Another in the top 10, Meta CEO Mark Zuckerberg, attracted lots of attention for the $100 million-sized pay packages his company has been awarding the cream of AI talent. On the last day of July, Zuckerberg’s fortune rallied by nearly $27 billion following a strong quarterly earnings report on July 30. Despite the big July 31 surge, Zuckerberg’s net worth jump for the month was a more muted $12 billion gain, putting him at just under $267 billion.
Eight of the world’s top 10 richest begin August with fatter fortunes than on July 1. The two outliers: Elon Musk, whose fortune contracted by $5.3 billion, and Warren Buffett, whose net worth dropped by $2.2 billion. Musk is still the world’s richest person, worth an estimated $401 billion–and the only person on Forbes’ list worth more than $400 billion. Buffett fell to No. 9, down three spots from a month ago. Altogether, the world’s top 10 richest are worth $2.1 trillion– $100 billion more than on July 1.
Ortega is one of four billionaires from last month’s top 10 who lost money in June. The biggest loser was Elon Musk, whose net worth fell by an estimated $16 billion to $407 billion in June.
Forbes has been keeping track of the world’s billionaires since 1987. In April 2025 we found 3,028 of them for our annual list.
Below are the 10 richest people on earth as of August 1, 2025 at 12 a.m. Eastern time, according to Forbes. Stock prices fluctuate routinely, so these net worths may change on a daily basis. Forbes tracks the daily changes on our Real Time list of billionaires.
Who are the top 10 richest people in the world?*
1. Elon Musk
2. Larry Ellison
3. Mark Zuckerberg
4. Jeff Bezos
5. Larry Page
6. Jensen Huang
7. Sergey Brin
8. Steve Ballmer
9. Warren Buffett
10. Bernard Arnault
*As of August 1, 2025 at 12 a.m.

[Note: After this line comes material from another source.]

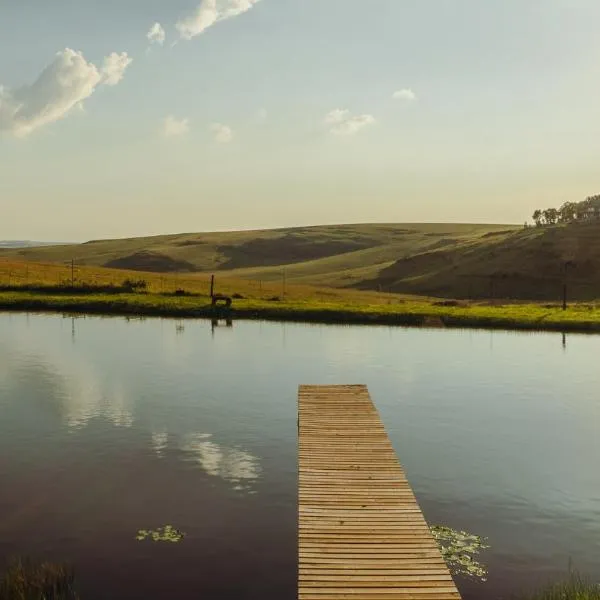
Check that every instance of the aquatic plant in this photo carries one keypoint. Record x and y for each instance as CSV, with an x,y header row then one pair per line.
x,y
24,579
168,533
458,549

ET
1. Elon Musk

Net worth: $401 billion
Source: Tesla, SpaceX, xAI, X
Age: 53
Residence: Austin, Texas
Citizenship: U.S.
Musk’s fortune dropped $5.5 billion in the past month due to a 3% decline in the price of electric vehicle firm Tesla’s shares. That’s a tiny sliver of his current estimated $401 billion net worth. Challenges at Tesla have been repeated with several quarters of declining EV sales. Musk vows that Tesla’s robotaxi service, currently a small operation, will expand dramatically in the coming months.

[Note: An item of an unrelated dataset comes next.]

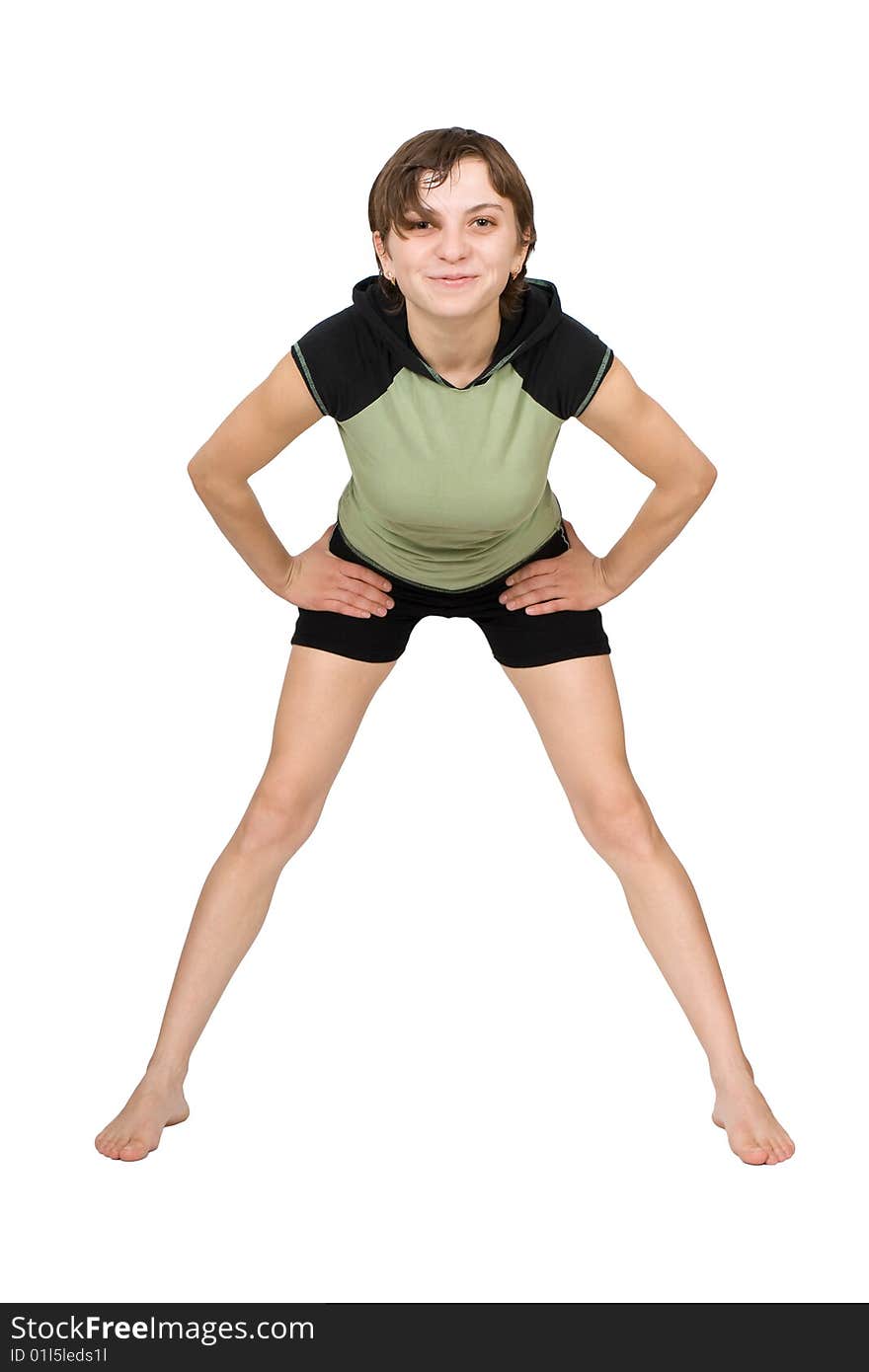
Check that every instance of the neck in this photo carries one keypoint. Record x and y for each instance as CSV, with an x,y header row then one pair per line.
x,y
456,345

Musk is CEO of Tesla and rocket firm SpaceX; chairman and chief technology officer of social media company X, formerly known as Twitter; and founder of artificial intelligence firm xAI. In late March, xAI acquired X at a valuation that Musk stated was $45 billion (including debt); Musk paid $44 billion (including debt) to acquire Twitter in October 2022.
He owns about 12% of Tesla’s stock and has pledged some of his stock as collateral for loans. The electric car maker’s shareholders voted in June 2024 in favor of Musk keeping performance based stock options that would be worth nearly $90 billion today in what a Delaware judge had earlier called “the largest potential compensation opportunity ever observed in public markets,” when she voided the award in January 2024 and affirmed the ruling in December. A lengthy appeal of the Delaware ruling is likely ongoing. Until Musk receives those options, Forbes will continue to discount the Tesla options from the pay package by 50%.

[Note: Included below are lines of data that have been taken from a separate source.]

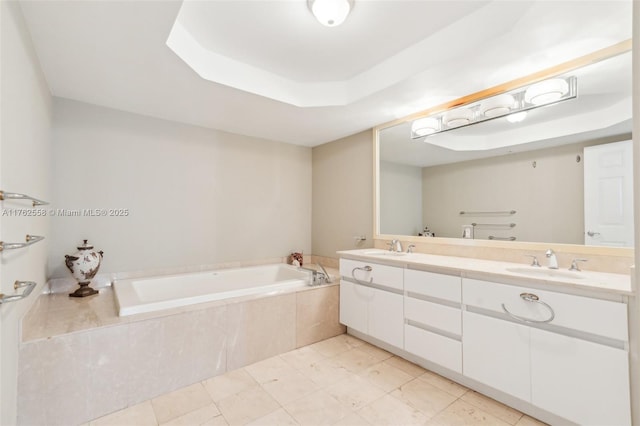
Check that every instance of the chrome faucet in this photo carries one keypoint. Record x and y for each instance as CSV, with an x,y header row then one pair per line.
x,y
553,261
318,277
395,245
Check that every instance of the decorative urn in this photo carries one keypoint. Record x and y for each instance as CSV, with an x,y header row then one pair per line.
x,y
84,266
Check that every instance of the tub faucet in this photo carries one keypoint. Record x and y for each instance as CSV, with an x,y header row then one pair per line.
x,y
318,277
553,261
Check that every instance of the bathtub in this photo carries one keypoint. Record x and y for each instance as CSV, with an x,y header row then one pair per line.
x,y
138,295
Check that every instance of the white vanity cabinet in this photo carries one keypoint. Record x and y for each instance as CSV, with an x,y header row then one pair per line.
x,y
371,300
566,354
433,319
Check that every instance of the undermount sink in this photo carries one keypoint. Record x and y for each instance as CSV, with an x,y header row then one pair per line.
x,y
545,272
385,253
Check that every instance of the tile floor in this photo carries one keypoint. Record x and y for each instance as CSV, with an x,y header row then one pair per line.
x,y
339,381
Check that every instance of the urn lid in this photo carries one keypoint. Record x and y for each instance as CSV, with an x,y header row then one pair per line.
x,y
85,246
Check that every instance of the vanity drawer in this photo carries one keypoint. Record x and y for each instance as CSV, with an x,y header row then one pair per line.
x,y
434,315
433,347
585,314
439,286
387,276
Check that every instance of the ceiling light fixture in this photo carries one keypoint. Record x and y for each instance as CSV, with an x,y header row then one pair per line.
x,y
457,117
546,92
425,126
512,104
517,117
498,105
330,13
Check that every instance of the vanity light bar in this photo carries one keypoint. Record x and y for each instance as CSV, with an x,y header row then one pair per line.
x,y
542,93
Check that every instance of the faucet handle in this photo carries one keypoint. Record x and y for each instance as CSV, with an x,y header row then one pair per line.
x,y
534,260
574,264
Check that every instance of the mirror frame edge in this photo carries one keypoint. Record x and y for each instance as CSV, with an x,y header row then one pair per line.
x,y
591,58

Originally from South Africa, Musk moved to Canada before his 18th birthday, worked a variety of jobs, enrolled at Queen’s University in Ontario and then transferred to the University of Pennsylvania, where he earned a bachelor’s degree in economics.
In 2000, he merged an online bank he cofounded, X.com, with a similar outfit cofounded by Peter Thiel to form PayPal, which eBay bought in 2002 for $1.4 billion. He founded SpaceX in 2002 in El Segundo, near Los Angeles. In 2004 he joined Tesla as an investor and chairman, a year after it was founded; he was later granted the cofounder title. Musk, who became CEO of Tesla in 2008, took the company public in 2010. In September 2021, Musk became the world’s richest person. Musk was also the world’s richest person for most of 2022—until December 2022. Musk became the world’s richest person again on June 8, 2023 and held onto the number one spot for the remainder of 2023. He fell to No. 2 on January 31, 2024.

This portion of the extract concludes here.